Availability

The Split Second-In Consideration of Others in These Trying Times or Look Up from the Phone

I want to write about a topic I call “personal availability”. I think there will be more than one blog on this one. With the technology/digital age, each one of us can be reached by cellphone/landline voicemail, e-mail, and texting. I remember a time when none of those was available to us. Yes, I date myself, and how times have changed.

I am being a bit too concrete when I describe two types of people involving messages that have been sent: 1.) the impatient sender and 2.) the rude receiver. The impatient sender is one like my next-door neighbor (we used to get along very well but things have radically changed with that acquaintance). She sends e-mails or leaves voicemails or texts and expects an immediate response. She is impatient if the message is not returned within minutes. One time, she left me a text asking me to meet a gentleman who was in front of our complex to work on our security system. He was right there at that moment when she left the text! I did not see the text for another hour after she sent it. I had to put on appropriate clothes and then I ran outside to meet the gentleman. Of course, he had left by the time I made it out front. In another incident when I was Social Studies Department Chairperson at a local high school, one of my duties was to work with student teachers. I would be contacted by an instructor at the local university to arrange to have these soon-to-be teachers work with us. One gentleman who did this often for us at my school was very impatient with his reaching out to me. He knew I would be teaching class when he called during the day during the week. He would call my cell phone, then my home phone, and then he would call the previous department chairperson because according to him, I was unavailable. He needed me to be available when he called. No consideration that I just could not speak with him when he called.

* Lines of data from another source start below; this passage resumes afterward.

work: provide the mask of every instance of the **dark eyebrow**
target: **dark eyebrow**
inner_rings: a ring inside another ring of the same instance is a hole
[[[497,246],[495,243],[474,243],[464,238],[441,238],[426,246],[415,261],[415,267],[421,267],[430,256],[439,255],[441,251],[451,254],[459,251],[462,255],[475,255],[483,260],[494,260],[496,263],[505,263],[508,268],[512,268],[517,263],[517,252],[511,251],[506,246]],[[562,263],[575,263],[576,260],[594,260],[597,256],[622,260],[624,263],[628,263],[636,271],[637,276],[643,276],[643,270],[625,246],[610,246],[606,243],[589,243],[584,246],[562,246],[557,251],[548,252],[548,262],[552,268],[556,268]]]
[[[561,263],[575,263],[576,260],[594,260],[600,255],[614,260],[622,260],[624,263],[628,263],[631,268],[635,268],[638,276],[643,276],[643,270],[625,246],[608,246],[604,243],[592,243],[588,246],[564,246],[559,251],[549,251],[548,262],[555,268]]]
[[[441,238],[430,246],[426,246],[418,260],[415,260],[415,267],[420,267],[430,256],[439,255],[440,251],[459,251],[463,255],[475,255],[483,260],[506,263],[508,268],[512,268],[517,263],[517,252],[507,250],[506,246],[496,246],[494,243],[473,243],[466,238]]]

What my neighbor and the university instructor needed to think through concerns that the person he/she was trying to reach was unavailable and could not speak. I have found that many people have the attitude, “I must talk to her/him now! And she/he must be available right now to speak with me.”  The Split Second discusses that often the people we need or want to speak with are not available. It is nice that we have the luxury of voicemail and texting; however, the person may take some time to respond.

On the other hand, there is a person who never responds to a text, e-mail, or voicemail. This is just as rude as demanding an immediate response to a message. There are many of these folks. Yes, a message does not have to be responded to right away, but responding to it in a timely manner unless the sender is not a friend, family member, or essential business contact is the kind thing to do. None of us can be available all the time for people in our lives, but it is nice to return the communication as soon as possible.

I just still might get this book published. Who knows?